It could be. For example, there could be some (as-yet undiscovered) property of the Universe that is not computable by a Turing machine (but also not useable by us to construct any more powerful computer) to arbitrarily good approximation, in which case, we might well be out of luck when it comes to describing it with mathematics, for the most part. This is not guaranteed, because non-computable doesn't necessarily mean non-describable (c.f. Chaitin's constant), but it could also be that, too, and in any case its non-computability may make it frustratingly difficult to analyze.
There is no guarantee that "reality" has to make things easy for, or even accessible to, us. Thinking otherwise is really just a form of conceit, however much layers of philosophizing you may choose to wrap it up in. Anything we can imagine to fit in a gap in our knowledge just might fit there as long as it doesn't evidentially contradict anything we've already established. It is, say, entirely possible that all elementary particles are actually small gnomes that just happen to follow to the same precision that we've verified as being accurate, all the laws we have already devised for such things. Of course, when it comes to investigating things, we have to have some guide as to what ideas will be most likely, promising, or useful for thinking about, hence if this theory doesn't tell us anything new or useful, it's probably not worth it to spend time or money on, but there is a real and important difference between saying something isn't worth it, and calling it impossible. If nothing else, it maintains an adequate sense of intellectual humility, something I find too often to be missing.
But then you may ask "doesn't this lead us to just give up?" For one, if you're going to use that as an argument for how "reality" is, then you are doing an "Appeal to consequences" fallacy (It also has some shades of Pascal's Wager). On the other hand, no - whether or not to give up is not a function of if we can or cannot understand everything or even just everything accessible to us (another important distinction), because we also cannot prove something is never understandable, either. It could be, or it could be that the next model to understand it is just over the hill, or simply extremely complicated (again, no obligation to make things easy for us). Granted, if after a very long time (which I'd put at hundreds, to thousands, of years or more), it never cracks, maybe we can start to put evidentiary confidence behind such an idea, but not before then.

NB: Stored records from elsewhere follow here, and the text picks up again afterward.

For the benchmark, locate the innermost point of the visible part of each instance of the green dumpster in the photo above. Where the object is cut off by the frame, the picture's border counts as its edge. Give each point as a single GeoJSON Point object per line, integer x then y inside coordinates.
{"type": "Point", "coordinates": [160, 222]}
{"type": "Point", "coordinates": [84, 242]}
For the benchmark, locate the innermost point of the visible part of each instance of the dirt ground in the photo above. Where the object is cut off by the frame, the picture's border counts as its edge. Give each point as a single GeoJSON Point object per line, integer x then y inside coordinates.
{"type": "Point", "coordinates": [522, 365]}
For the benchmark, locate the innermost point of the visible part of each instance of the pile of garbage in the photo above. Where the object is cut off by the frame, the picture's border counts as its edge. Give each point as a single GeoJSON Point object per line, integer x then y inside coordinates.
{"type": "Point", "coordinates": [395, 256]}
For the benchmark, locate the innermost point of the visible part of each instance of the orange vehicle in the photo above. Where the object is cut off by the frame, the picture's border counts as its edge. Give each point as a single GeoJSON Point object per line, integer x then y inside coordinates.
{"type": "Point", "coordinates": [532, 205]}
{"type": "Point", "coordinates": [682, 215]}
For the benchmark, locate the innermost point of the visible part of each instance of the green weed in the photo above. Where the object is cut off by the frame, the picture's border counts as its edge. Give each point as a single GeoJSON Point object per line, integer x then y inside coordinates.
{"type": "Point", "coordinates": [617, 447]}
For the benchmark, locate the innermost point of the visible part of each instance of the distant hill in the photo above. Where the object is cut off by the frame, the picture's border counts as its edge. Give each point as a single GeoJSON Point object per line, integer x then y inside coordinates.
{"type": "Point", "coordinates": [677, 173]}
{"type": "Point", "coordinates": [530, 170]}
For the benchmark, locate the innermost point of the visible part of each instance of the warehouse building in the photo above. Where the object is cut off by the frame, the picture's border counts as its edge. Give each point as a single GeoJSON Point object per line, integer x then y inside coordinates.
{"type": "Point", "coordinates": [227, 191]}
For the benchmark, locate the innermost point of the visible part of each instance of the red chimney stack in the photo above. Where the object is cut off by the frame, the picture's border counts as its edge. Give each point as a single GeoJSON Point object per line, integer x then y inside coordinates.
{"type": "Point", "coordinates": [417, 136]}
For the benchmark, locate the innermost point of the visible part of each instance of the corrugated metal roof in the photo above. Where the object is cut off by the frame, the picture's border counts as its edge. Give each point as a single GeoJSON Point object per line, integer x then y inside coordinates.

The trend has been clear for a while now that each unknown we've run across has since become known, and as someone who's done a quite fair share of arguing with global heating deniers, I would have to say that one should never focus on a relatively brief, seeming pause as disproving a trend. Trending quantities fluctuate - to refute the trend, you have to see a deviation over a scale that is much larger than that of the natural noisiness within the quantity the trend fits.